Current law throughout the U.S. makes it possible for parents to ensure that no other human being lays eyes on their offspring throughout childhood. We do not know for how many children that happens, but we do know that a great number of children never see a doctor, never attend a school, and/or remain in small insular ideological community, such that no one ever sees them who might have an obligation or inclination to report evidence that they are incurring maltreatment. Professor Dwyer will talk about the laws that make all this possible and some of the proposals for legal reform that are being discussed or implemented and that would ensure all children are directly or indirectly on the state’s “radar.”
Tuesday, October 22, 2019
Noon-1:00 PM
WCC 3036
A light lunch will be provided. Click here to RSVP to Children Off the Radar.
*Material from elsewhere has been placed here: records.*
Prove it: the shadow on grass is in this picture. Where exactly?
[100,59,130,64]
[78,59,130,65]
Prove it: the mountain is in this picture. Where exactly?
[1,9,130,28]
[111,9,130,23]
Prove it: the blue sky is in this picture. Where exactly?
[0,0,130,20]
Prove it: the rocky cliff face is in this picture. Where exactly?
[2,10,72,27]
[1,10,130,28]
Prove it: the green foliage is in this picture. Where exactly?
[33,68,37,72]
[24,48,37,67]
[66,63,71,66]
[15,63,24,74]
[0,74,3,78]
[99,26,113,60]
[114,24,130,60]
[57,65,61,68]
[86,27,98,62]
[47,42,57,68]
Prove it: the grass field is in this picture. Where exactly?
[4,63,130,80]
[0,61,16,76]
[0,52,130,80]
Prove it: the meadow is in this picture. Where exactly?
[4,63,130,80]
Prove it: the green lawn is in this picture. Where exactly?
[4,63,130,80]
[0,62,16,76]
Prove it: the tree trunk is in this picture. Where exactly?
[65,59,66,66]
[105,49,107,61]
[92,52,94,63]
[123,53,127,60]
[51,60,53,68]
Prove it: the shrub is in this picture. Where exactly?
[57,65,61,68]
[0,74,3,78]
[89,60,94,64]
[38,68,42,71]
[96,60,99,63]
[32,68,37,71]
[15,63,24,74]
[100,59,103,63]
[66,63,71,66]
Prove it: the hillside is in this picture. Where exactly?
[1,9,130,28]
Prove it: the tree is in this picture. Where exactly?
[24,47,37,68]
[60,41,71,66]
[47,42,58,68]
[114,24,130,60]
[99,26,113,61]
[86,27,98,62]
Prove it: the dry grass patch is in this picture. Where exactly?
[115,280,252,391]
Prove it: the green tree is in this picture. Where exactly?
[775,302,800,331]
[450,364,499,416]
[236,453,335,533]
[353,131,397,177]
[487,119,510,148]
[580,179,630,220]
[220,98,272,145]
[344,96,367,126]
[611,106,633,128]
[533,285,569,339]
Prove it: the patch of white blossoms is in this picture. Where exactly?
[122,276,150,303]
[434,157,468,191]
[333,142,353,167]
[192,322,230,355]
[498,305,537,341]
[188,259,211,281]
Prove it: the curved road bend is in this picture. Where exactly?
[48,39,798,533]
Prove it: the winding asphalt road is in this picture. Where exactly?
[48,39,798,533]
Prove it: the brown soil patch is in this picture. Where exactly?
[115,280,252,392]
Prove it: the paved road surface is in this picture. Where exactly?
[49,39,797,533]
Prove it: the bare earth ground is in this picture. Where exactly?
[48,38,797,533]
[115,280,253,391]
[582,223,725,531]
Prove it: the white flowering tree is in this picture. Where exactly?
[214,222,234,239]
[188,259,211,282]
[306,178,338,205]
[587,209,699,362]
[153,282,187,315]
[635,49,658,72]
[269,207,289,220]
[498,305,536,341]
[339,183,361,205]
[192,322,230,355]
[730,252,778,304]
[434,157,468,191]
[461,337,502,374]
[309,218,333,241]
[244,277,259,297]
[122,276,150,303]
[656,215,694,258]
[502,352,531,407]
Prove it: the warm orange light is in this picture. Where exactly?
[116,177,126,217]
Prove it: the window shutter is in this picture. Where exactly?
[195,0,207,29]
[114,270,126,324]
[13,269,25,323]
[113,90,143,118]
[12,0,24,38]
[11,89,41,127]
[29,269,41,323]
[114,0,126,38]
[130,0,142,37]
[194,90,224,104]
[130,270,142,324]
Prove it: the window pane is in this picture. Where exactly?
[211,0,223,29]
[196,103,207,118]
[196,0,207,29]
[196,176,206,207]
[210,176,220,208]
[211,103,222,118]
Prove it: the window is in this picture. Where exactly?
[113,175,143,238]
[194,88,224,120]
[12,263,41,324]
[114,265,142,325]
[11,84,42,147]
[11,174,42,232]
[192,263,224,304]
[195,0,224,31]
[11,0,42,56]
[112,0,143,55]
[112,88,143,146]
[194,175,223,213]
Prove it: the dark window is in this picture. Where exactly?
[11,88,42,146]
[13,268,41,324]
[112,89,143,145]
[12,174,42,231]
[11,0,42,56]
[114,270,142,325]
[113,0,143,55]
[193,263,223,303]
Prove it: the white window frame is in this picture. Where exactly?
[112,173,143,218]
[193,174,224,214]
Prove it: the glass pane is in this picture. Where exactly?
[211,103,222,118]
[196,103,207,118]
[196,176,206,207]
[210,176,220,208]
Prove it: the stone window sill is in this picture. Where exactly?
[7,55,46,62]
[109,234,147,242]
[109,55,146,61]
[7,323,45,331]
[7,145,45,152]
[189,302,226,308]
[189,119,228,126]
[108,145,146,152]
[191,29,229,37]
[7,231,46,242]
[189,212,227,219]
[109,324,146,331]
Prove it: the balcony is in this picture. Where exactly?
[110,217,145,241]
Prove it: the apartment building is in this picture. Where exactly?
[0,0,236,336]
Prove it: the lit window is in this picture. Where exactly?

James Dwyer is a Visting Professor at Harvard Law School. He holds the Arthur B. Hanson chair at the William & Mary School of Law, where he teaches Family Law, Youth Law, Trusts & Estates, and Law & Social Justice and has three times received the university’s Plumeri Award For Faculty Excellence. He received his law degree from Yale Law School and a Ph.D. in political and moral philosophy from Stanford University. Professor Dwyer has authored a half dozen books and dozens of articles on child-welfare related topics, and he is the editor of the forthcoming Oxford Handbook of Children and the Law. Before entering academia, he worked as a family court Law Guardian in New York State, in addition to spending three years as an associate in Washington, D.C. law firms.